Data reveal the scale of the influx. Dubai’s financial district reported a record 32% increase in company registrations in the first half of the year, helped in part by a continuing rush of hedge funds. The main island of Abu Dhabi’s financial center employs around 29,000 people, many of whom work for the 144 fund and asset management firms based there. Riyadh has seen a series of big names including Goldman Sachs Group Inc. acquire licenses for regional headquarters, while officials in Doha are dangling perks to Wall Street firms as they seek to build the city into the next great Middle Eastern financial center.
In the days before Israel and the US opened fire on Iran, Blackstone Inc. CEO Stephen Schwarzman spoke of the opportunity in the Middle East. The firm—now the world’s largest alternative asset manager, with more than $1 trillion in assets under management—views the Gulf as an investment destination rather than simply a place to raise vast sums of capital. Although local businesses have traditionally dominated the region, the rapid growth of cities across the Gulf as international centers is making it an attractive opportunity, Schwarzman said in an interview on Bloomberg Television.
This hasn’t exactly made the Middle East the next Silicon Valley. Many global businesses still look at the region mainly as a source of investment capital. The many private equity firms setting up shop there are primarily looking to raise capital rather than seek local acquisitions.
Still, countries like the UAE and Qatar view the arrangement as a good deal for them too. They’re earning billions of dollars more from oil than they can spend at home and need to find places to put the money. Along the way they’re hoping these bets help give them a piece of AI, finance or another industry that could outlast the market for fossil fuels.
Even Saudi Arabia, where finances are more constrained, remains one of the most active markets for initial public offerings and among the biggest issuers of sovereign bonds in emerging markets, showing broad international support for its economy. The kingdom’s diversification plans will continue to require partnerships with an array of asset managers and real estate developers, and it’s likely to continue doing cross-border deals that fit its goals for the local economy.

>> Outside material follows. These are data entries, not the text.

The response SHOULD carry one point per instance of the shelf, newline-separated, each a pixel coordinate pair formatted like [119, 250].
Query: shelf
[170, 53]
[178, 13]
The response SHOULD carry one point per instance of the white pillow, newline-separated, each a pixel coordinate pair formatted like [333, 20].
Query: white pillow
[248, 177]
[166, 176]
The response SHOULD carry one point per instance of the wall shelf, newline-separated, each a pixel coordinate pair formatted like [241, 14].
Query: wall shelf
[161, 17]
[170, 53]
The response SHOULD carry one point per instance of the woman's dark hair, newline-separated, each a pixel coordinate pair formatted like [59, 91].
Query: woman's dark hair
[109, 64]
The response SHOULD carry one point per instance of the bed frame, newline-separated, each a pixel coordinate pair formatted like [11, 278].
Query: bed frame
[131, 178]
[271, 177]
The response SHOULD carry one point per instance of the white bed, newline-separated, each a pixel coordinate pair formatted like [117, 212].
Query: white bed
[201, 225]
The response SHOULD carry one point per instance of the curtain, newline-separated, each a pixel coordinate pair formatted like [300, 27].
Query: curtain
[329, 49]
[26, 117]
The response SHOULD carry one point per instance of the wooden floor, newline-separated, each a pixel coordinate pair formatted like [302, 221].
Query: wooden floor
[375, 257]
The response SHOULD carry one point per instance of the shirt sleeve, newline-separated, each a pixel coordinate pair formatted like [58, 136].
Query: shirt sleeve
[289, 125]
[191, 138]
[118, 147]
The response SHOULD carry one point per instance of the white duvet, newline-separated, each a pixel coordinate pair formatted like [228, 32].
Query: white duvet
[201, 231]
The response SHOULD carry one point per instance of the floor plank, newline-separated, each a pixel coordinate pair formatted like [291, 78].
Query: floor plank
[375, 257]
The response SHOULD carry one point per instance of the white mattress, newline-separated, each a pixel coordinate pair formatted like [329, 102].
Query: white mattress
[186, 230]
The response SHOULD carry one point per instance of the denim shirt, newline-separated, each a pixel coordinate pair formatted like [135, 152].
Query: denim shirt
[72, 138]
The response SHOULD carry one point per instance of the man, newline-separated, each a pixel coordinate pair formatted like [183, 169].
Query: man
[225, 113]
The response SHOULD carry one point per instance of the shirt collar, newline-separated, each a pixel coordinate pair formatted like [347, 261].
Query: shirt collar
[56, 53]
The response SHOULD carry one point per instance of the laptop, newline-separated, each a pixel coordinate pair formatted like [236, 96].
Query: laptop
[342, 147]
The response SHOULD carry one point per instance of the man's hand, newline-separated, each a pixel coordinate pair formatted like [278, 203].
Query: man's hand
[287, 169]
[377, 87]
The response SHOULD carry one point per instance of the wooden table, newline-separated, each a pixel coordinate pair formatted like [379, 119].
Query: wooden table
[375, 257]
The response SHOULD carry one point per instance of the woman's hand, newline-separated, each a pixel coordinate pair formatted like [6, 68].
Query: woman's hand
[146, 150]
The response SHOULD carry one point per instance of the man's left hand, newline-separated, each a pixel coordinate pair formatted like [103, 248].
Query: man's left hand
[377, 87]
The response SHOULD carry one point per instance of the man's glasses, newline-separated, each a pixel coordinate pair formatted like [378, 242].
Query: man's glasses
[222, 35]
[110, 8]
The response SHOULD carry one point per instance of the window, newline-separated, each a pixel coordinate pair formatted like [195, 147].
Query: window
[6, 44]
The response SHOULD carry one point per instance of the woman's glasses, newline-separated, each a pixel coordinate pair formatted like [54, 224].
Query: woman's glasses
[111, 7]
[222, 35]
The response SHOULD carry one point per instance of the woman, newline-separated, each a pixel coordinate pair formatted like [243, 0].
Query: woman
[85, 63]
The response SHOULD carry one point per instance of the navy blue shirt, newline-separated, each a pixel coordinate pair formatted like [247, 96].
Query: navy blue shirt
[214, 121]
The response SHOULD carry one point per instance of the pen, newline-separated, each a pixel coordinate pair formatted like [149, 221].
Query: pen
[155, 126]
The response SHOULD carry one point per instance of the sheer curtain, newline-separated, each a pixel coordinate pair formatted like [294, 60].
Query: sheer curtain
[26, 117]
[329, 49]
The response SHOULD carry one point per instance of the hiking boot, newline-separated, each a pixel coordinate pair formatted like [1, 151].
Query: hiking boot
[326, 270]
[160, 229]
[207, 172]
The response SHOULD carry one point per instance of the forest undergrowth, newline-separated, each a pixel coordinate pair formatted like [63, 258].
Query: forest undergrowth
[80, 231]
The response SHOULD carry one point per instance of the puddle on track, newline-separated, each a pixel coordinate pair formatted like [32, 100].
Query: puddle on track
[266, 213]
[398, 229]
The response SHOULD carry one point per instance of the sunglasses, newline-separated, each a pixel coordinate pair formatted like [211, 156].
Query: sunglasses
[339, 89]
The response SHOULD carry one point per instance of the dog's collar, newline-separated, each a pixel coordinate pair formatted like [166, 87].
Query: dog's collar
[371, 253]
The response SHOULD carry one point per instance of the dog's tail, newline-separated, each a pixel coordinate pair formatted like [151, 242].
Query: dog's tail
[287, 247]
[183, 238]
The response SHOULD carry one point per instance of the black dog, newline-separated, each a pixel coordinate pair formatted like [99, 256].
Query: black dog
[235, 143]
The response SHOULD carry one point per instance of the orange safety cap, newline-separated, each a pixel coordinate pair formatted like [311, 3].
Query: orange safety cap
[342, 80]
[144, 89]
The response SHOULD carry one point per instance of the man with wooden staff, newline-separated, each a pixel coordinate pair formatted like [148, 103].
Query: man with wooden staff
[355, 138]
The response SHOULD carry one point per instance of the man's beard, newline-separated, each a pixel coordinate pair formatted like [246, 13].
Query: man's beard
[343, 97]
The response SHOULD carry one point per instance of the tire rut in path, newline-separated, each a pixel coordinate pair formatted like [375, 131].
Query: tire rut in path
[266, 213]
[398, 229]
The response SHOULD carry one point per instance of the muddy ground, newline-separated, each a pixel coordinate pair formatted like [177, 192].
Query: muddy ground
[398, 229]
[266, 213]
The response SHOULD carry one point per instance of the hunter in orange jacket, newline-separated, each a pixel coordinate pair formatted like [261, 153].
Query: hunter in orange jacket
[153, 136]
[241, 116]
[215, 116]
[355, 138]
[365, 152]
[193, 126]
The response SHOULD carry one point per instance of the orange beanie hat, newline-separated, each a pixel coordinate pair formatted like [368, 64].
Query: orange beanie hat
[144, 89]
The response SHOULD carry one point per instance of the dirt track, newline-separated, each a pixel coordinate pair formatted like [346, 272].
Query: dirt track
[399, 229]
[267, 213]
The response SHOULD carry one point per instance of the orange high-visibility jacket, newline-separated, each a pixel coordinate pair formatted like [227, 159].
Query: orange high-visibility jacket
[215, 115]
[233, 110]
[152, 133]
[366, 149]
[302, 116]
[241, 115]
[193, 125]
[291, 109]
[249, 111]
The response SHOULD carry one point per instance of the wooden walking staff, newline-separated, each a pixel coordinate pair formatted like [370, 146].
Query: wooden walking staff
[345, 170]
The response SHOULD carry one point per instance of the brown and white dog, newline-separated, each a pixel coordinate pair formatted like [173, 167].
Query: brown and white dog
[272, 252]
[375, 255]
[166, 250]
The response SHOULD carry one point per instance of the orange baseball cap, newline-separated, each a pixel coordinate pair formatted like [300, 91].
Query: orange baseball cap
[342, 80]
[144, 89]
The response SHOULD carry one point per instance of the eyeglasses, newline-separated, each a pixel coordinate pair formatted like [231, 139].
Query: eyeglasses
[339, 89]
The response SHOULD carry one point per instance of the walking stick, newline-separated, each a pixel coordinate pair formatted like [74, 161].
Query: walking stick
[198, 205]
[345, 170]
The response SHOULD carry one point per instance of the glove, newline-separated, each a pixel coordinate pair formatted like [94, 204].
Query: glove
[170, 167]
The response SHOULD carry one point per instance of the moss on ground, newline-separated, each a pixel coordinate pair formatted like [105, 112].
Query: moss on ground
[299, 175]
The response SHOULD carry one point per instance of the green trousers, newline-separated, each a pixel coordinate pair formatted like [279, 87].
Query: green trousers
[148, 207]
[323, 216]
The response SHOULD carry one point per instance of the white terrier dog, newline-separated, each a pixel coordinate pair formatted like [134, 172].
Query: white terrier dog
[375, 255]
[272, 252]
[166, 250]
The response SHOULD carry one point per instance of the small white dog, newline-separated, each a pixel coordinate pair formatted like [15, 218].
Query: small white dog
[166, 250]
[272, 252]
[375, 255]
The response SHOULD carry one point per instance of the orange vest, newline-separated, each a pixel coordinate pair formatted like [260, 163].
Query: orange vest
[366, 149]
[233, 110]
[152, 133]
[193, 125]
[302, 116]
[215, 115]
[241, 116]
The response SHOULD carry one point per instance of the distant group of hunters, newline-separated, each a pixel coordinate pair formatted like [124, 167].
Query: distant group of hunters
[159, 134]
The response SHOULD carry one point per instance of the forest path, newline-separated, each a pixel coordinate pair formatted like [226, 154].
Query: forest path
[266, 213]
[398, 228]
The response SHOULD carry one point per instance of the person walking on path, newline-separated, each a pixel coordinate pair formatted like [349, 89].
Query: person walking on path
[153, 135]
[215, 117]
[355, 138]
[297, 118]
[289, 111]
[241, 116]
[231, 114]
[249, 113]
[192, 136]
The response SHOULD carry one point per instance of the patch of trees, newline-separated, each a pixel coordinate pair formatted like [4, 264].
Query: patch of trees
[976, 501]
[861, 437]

“If I look at the progression of the region over the past couple of decades, the simple way of saying it is that it’s come of age,” says May Nasrallah, a former Morgan Stanley executive who founded the Dubai-based advisory firm deNovo Partners, which PJT Partners acquired last year.
Although each new conflict brings a frisson of uncertainty, resilience has become the norm. “It is striking that this has been viewed by investors with a certain resolute optimism,” Dominic Raab, former deputy prime minister of the UK and current head of global affairs at Appian Capital Advisory, notes of this most recent flareup, “especially in the context of the longer-term big picture in the region.”